Lyra and Hugo with our new friend, Matt Dean, who served us at Bitty & Beau’s cafe.

Number one: Acknowledge people. Ask your server or cashier how their day is going. Rather than asking an employee, “Where is such-and-such?” Start with, “Excuse me, can you tell me where…” or “Hi, how are you? Do you know where I can find…”

Even when employees are talking to each other, acknowledge them. At my Acme, many of the cashiers and baggers are high school students who banter with one another. I jump in and joke with them, too.

Get off your cellphone. When people talked on their phones while ordering barbecue, Hugo coyly annoyed them for being rude. “I’m sorry, what did you say? Could you repeat that please?” he’d ask over and over.

Number two: Give praise. Everyone, myself included, is quick to let management know when we have a complaint. But what if we were just as eager to share a positive interaction? An employee who made an extra effort to be helpful or friendly?

I often lodge compliments in grocery stores. Things can be hard to find (especially when they remodel your Acme), prices might ring up wrong or not at all. The employee who handles requests and issues with aplomb is an asset to their employer.

Positive feedback makes a difference with raises and promotions. Rightly so, as employers know few customers will stop to give accolades. So when they do, it carries extra weight.

Number three: Say please and thank you. Working-class kids know not to treat adults as servants. When learning language, I taught my children to answer questions with either “Yes, please,” or “No, thank you.”

Children over 5 should not say to an adult, “I’m thirsty,” but rather, “Can I have something to drink, please?” When told the former, I raise an eyebrow like an old school marm and respond, “Is that so?” If they don’t catch my drift, I suggest they try asking.

Handwritten thank-you’s are priceless. I keep a box of cards in the console of my minivan. Before I picked her up on the last day of camp in June, I wrote notes in the parking lot to Lyra’s two counselors, telling them how much I appreciated their kindness and care.

Some professional jobs are also in the service sector, and these people, too, appreciate acknowledgement for a job well done.

My divorce cost my ex-husband and me about $100,000, mostly from our retirement funds. We once paid a highly respected mediator hundreds of dollars to help sort things out. When we left her office, my then-husband said, “See you in battle.”

Three years into the miserable process, we met with the Summit County Domestic Court’s mediator.
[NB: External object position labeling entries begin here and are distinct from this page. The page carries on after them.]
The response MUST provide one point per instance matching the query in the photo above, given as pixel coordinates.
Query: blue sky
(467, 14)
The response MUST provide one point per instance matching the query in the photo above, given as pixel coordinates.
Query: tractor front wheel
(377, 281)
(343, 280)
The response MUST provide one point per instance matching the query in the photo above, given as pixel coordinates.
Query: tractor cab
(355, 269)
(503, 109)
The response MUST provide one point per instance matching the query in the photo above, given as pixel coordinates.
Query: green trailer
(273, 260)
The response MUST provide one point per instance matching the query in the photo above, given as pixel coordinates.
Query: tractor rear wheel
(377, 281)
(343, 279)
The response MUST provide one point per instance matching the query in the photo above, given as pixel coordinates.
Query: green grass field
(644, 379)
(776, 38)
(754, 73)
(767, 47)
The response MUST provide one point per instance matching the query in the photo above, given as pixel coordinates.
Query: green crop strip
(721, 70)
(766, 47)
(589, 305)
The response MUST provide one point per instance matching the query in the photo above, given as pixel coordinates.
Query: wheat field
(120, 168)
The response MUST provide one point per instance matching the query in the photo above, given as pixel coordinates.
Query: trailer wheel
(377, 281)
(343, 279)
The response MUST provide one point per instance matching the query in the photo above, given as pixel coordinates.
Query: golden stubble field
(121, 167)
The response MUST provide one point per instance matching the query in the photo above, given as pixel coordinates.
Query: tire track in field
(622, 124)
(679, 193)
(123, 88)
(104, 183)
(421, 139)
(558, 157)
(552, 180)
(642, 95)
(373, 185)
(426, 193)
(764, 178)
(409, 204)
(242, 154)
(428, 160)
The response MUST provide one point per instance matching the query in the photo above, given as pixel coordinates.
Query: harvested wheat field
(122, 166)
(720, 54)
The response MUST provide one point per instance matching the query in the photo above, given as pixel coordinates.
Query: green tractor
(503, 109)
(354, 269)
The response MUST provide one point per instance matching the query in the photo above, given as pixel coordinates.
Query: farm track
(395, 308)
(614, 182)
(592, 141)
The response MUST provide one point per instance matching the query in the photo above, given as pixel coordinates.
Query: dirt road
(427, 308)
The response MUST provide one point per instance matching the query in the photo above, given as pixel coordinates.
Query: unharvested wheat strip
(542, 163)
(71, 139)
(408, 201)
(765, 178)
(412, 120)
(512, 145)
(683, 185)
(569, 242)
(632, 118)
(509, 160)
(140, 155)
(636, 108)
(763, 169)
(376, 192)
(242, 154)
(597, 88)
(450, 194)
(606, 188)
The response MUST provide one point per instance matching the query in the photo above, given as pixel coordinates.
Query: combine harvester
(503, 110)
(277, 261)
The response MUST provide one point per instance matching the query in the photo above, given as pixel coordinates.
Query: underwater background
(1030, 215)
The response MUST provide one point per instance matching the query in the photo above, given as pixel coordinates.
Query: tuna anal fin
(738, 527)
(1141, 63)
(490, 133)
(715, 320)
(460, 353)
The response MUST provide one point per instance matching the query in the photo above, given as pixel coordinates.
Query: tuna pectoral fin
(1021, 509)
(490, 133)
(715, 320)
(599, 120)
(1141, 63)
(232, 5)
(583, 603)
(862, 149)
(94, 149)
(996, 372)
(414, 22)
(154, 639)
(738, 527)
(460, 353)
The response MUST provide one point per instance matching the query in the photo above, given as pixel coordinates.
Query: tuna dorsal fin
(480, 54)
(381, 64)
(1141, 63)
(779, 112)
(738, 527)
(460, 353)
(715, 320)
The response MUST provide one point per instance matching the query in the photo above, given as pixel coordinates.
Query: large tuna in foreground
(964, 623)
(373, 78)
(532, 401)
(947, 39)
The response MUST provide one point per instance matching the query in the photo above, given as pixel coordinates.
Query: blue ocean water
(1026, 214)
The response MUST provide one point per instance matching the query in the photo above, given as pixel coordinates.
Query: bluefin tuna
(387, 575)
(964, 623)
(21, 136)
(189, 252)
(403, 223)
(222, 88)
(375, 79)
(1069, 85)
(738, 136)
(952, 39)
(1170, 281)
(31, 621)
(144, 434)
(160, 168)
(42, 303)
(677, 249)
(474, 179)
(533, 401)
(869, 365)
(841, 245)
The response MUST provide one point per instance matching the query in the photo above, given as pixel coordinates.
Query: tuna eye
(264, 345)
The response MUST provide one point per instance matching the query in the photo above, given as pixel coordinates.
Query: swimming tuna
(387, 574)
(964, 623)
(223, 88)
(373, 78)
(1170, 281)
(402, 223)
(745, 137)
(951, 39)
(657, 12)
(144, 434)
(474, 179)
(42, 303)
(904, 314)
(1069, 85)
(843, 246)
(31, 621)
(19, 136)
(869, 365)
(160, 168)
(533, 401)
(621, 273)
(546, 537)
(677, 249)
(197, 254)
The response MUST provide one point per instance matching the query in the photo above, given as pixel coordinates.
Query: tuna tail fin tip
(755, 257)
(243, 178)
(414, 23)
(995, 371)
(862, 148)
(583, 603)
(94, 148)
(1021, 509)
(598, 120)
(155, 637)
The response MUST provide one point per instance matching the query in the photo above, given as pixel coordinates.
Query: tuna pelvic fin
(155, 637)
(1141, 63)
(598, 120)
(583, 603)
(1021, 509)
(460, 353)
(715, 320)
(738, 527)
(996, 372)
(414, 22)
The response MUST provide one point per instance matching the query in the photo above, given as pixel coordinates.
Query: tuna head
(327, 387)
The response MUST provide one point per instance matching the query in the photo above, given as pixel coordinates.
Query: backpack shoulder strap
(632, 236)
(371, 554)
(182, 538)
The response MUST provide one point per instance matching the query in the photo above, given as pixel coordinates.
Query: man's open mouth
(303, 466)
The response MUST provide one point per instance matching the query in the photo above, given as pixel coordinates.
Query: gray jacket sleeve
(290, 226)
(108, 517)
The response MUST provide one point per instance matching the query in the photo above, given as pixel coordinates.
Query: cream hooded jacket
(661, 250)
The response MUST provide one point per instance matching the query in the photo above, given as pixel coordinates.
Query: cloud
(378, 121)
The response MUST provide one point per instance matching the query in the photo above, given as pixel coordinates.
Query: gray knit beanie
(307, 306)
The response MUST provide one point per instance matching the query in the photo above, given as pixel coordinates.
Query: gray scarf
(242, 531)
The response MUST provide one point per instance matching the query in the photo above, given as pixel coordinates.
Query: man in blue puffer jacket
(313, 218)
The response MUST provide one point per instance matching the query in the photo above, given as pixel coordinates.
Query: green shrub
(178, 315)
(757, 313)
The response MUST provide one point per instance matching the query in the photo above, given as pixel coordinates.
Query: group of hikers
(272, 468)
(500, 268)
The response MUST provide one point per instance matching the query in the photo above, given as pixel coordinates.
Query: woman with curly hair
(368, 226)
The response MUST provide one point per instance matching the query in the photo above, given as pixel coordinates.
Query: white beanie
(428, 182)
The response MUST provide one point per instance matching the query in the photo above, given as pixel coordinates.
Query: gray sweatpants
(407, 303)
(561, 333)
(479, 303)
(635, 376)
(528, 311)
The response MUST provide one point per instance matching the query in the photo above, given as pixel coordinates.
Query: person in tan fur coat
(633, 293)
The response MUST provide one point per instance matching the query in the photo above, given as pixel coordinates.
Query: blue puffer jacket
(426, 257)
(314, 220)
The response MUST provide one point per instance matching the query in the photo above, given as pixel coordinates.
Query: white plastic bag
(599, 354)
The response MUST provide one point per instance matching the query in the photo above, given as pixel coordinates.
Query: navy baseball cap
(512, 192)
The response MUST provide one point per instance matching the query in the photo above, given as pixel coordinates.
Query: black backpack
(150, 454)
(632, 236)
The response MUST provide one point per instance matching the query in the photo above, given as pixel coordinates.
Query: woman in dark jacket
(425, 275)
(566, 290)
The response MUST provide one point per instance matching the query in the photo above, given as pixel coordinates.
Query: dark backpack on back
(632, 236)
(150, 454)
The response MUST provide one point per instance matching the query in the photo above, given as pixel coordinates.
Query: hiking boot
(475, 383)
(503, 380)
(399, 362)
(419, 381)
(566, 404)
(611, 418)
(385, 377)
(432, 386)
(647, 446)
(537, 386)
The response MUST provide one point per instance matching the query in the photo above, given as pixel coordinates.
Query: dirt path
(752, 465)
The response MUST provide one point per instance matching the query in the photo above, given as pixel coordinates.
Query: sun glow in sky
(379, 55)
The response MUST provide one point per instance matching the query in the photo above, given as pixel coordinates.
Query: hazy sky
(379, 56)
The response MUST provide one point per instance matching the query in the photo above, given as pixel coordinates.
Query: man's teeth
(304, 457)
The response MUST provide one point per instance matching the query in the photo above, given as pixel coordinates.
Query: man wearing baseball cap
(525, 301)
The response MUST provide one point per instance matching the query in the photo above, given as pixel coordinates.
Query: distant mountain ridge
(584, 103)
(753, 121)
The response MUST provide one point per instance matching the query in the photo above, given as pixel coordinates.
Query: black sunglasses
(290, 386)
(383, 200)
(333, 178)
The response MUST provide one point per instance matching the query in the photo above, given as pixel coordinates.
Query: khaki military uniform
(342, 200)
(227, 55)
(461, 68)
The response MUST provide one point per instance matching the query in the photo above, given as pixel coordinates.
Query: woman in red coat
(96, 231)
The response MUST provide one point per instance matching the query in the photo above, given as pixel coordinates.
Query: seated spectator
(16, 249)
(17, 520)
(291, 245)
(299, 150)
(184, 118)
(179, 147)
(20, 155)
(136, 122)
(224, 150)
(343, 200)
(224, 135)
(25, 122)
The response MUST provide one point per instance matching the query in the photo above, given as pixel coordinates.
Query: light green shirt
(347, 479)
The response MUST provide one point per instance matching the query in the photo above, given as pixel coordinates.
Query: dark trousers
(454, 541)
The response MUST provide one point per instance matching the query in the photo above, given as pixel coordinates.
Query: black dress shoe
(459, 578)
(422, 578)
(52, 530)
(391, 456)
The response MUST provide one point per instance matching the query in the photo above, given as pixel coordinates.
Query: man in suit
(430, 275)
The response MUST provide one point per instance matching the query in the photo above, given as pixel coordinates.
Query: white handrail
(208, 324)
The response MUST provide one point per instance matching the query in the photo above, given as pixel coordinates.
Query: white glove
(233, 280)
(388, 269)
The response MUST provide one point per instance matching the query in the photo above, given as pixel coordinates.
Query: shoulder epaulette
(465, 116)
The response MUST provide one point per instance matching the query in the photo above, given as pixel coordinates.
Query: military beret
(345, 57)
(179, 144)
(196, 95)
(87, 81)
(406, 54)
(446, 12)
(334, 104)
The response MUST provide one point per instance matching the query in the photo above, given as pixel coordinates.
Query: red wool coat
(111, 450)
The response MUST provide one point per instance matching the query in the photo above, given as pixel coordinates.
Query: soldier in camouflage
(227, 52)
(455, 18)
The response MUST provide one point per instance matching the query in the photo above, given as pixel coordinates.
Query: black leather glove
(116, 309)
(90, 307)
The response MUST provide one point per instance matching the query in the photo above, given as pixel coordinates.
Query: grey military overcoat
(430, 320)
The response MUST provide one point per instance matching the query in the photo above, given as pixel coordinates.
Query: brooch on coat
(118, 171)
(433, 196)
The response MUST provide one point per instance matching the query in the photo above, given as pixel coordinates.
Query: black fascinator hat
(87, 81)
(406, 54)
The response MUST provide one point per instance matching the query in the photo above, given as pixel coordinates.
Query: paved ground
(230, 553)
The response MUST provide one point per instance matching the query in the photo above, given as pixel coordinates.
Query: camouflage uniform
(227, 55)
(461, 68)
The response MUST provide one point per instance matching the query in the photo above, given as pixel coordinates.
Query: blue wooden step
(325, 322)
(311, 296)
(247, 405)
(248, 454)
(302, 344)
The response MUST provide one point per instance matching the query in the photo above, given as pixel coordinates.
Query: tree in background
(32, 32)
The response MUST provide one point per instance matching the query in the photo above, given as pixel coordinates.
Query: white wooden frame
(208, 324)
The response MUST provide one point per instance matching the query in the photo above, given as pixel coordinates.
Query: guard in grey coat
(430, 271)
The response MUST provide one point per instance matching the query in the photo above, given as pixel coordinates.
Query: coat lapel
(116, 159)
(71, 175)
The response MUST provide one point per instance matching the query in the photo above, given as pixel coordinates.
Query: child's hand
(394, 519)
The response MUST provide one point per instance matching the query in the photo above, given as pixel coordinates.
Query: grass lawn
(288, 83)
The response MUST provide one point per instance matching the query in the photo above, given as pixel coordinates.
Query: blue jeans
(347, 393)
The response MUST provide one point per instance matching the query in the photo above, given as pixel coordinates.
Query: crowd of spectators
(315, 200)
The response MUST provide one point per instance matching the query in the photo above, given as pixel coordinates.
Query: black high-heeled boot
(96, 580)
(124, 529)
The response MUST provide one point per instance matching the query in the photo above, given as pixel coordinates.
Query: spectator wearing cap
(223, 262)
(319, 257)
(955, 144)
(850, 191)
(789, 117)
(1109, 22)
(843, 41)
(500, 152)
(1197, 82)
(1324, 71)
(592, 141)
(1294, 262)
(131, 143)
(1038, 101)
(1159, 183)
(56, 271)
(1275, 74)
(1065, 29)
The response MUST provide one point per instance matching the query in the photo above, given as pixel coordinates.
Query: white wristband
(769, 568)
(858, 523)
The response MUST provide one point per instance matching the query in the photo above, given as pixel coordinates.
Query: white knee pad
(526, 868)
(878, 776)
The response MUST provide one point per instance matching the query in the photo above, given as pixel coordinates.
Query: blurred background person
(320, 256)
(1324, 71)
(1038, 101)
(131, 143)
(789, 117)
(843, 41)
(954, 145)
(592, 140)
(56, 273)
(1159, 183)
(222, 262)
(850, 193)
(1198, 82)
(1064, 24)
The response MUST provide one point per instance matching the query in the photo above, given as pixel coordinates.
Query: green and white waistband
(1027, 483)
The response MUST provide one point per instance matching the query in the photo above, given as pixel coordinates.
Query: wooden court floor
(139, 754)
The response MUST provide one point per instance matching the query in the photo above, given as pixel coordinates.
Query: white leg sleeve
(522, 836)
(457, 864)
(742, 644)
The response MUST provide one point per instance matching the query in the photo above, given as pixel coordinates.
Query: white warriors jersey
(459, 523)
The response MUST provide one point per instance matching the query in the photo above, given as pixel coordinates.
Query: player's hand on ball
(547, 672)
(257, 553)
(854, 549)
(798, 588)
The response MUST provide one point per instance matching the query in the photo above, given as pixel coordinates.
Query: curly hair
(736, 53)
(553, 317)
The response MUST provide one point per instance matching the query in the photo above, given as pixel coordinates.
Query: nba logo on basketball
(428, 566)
I’ve seen only a handful of people who are as skilled at bringing contentious negotiations to resolution as Magistrate Deborah Smith Cahan. In an hour and a half, we had an agreement that stuck. And as part of my motion for divorce, it was free! If only we’d seen Magistrate Smith Cahan first…

Eternally grateful for her help with what once seemed irresolute, I sent Magistrate Smith Cahan a thank you. As one of the most stressful times in life, divorce court is full of good people behaving badly. I came to learn Magistrate Smith Cahan is widely respected for her magic-like mediation skills with divorcing couples.

Years later, I ran into her at a grocery store. She told me in all her years mediating for the court, she’d received just six thank you letters, including mine.

Life is never too busy to acknowledge the people who pass through your life and to commend those who make it easier or better. Nobody is too busy to say or write “Thank you.” Not only do these simple measures brighten the days of those you meet, but doing so will put cheer in your heart while also making you a few new friends. I guarantee it.